臨床心理学 第14巻第2号 2014年3月 203-207

・地域での孤立に至る経緯

大学の理系専攻によく見られる研究室での勉強や実験は、クラス単位制とは異なり、専門をテーマとする集団環境であるため、ASDのある人々にとっては過ごしやすい環境であることが多い。

学校を卒業すると、就労などの場合を除き、集団を形成する枠はほとんど目に見えなくなる。

適応スキルレベルの低い発達障害のある成人たちにとっては、安心して過ごせる「居場所」は、地域社会ではなかなか見いだせない。

・地域の福祉サービスによるつながりのイニシアティブ

全国の発達障害の支援機関は、特別支援教育の発足をきっかけに教育・福祉双方において拡大及び充実してきている。

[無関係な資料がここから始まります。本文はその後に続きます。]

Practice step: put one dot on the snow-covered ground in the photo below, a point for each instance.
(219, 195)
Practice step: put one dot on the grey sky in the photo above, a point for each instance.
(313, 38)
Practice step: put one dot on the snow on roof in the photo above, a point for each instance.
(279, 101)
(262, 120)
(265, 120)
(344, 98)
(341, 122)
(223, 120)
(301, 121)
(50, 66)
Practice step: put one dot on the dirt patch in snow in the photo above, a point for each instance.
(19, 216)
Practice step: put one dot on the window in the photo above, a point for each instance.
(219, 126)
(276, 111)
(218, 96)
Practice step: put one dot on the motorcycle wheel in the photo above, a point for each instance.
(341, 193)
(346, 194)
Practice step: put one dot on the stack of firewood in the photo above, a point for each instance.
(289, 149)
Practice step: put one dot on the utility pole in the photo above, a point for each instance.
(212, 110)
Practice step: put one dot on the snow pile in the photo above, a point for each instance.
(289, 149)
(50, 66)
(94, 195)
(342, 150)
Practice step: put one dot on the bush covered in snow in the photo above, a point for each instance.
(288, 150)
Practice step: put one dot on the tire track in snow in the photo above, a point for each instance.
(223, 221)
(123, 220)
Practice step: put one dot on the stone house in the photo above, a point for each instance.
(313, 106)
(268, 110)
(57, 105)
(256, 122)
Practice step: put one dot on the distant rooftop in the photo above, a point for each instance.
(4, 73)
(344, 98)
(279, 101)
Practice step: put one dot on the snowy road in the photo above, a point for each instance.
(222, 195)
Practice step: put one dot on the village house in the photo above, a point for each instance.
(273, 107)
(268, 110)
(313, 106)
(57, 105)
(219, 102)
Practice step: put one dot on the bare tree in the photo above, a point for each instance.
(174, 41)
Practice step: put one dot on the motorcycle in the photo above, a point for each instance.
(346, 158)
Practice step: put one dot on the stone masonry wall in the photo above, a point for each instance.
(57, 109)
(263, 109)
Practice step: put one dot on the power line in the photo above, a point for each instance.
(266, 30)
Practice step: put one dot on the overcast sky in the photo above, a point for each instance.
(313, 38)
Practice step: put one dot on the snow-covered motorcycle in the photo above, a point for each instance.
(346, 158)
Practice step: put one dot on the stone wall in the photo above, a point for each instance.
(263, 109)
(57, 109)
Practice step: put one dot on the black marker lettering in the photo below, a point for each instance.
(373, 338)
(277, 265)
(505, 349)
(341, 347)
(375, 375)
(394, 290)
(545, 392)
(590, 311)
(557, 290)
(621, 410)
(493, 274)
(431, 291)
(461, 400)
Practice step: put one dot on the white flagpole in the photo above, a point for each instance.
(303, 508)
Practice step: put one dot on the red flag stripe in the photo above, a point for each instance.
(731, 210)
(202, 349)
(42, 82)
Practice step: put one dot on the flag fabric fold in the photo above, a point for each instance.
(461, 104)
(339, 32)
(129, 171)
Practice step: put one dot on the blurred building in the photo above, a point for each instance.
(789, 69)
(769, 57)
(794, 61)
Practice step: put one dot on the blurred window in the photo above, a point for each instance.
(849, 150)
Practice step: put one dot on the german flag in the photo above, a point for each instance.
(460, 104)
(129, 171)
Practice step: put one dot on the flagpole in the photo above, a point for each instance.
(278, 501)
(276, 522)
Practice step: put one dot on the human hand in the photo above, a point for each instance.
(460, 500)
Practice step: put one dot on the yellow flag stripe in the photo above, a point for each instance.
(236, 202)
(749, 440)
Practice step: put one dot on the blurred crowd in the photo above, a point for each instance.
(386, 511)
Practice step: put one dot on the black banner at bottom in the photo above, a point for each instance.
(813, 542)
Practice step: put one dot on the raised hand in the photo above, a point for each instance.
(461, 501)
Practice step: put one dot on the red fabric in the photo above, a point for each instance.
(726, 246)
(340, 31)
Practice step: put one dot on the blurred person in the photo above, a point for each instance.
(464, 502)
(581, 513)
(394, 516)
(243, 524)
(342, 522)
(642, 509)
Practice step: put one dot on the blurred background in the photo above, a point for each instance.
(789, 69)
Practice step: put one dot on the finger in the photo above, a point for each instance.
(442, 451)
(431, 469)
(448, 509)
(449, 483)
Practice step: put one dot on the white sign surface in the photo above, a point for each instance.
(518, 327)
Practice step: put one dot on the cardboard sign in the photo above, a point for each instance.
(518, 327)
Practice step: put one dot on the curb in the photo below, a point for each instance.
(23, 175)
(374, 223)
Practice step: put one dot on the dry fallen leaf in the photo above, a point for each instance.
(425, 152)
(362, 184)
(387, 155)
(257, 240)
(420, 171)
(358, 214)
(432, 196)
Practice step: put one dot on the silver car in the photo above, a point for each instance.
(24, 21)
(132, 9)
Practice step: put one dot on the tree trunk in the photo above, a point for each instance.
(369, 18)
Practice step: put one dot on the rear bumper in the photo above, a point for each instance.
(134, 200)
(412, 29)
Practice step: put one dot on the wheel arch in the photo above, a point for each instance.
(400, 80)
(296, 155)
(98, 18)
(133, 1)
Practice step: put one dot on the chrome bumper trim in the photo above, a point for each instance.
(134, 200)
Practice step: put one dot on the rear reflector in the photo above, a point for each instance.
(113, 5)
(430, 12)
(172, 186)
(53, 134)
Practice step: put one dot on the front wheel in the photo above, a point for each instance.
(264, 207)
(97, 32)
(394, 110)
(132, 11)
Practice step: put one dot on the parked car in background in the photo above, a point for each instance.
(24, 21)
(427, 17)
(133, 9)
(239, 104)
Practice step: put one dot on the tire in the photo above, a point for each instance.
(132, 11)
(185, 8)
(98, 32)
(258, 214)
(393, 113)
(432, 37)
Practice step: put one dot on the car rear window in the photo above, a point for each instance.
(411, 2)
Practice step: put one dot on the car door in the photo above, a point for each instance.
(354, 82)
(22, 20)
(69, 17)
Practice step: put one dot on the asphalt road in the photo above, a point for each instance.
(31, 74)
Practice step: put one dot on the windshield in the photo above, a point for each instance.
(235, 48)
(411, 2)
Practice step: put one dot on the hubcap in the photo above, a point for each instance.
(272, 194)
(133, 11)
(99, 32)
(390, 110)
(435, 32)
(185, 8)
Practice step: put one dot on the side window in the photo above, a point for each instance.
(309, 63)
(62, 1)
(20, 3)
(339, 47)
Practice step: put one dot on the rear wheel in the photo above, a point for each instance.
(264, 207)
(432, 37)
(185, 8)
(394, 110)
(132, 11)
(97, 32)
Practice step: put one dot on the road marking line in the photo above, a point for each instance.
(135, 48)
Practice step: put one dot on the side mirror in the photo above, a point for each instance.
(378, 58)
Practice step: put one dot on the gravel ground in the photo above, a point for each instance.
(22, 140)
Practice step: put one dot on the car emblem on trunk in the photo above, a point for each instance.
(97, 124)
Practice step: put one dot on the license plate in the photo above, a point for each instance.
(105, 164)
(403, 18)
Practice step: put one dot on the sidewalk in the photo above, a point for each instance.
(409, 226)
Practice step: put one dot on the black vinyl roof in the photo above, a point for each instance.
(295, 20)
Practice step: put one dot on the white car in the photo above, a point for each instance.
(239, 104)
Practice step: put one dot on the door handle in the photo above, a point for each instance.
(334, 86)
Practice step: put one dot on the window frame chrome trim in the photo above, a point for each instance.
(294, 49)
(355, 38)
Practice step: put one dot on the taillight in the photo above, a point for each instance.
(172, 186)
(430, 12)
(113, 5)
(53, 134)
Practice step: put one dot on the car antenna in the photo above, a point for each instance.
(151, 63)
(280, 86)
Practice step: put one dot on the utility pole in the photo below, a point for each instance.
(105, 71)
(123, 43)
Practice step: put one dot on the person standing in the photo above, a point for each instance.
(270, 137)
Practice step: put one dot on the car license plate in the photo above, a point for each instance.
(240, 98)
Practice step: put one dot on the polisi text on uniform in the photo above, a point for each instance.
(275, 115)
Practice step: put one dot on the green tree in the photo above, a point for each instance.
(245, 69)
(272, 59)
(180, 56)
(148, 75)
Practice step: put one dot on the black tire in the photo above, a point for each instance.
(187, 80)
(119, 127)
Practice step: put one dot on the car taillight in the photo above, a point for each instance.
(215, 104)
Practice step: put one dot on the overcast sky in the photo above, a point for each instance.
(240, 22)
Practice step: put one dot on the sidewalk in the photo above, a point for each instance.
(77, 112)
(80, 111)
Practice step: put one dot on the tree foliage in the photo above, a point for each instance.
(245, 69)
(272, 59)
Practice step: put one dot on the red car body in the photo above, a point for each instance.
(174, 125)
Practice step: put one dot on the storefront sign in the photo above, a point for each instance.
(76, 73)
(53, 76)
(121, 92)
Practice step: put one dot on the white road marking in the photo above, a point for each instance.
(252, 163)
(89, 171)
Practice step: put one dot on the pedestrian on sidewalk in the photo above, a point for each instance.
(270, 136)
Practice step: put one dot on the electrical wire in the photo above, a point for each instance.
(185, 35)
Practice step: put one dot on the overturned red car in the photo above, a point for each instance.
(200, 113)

発達障害支援センターや就労訓練期間、NPOサポート機関など、多種の支援機関が存在している一方で、具体的に一貫した地域サービスが確立していないのが現状である。

成人の当事者の多くが青年期以降で診断を受けている現在、大人になってから初めて支援機関を必要とする場合、まずどこに行ったらいいのか戸惑ってしまう。

診断を受けてはいないが自身の発達障害特性に加えて、社会不適応によるこれまでの人生のネガティブ体験などの蓄積により、精神疾患に至らなくても無気力やひきこもりなどの現状に至ってしまっている人々のサポートをする支援機関の存在が地域において明確になっていないことも大きな課題である。


発達障害のある成人を支援につなげる道筋は、現在、青写真のない、または未完成の状態である。

支援サービスの充実が地域において顕在化することは、彼らを支援へとつなぐ最短の道筋ではないだろうか。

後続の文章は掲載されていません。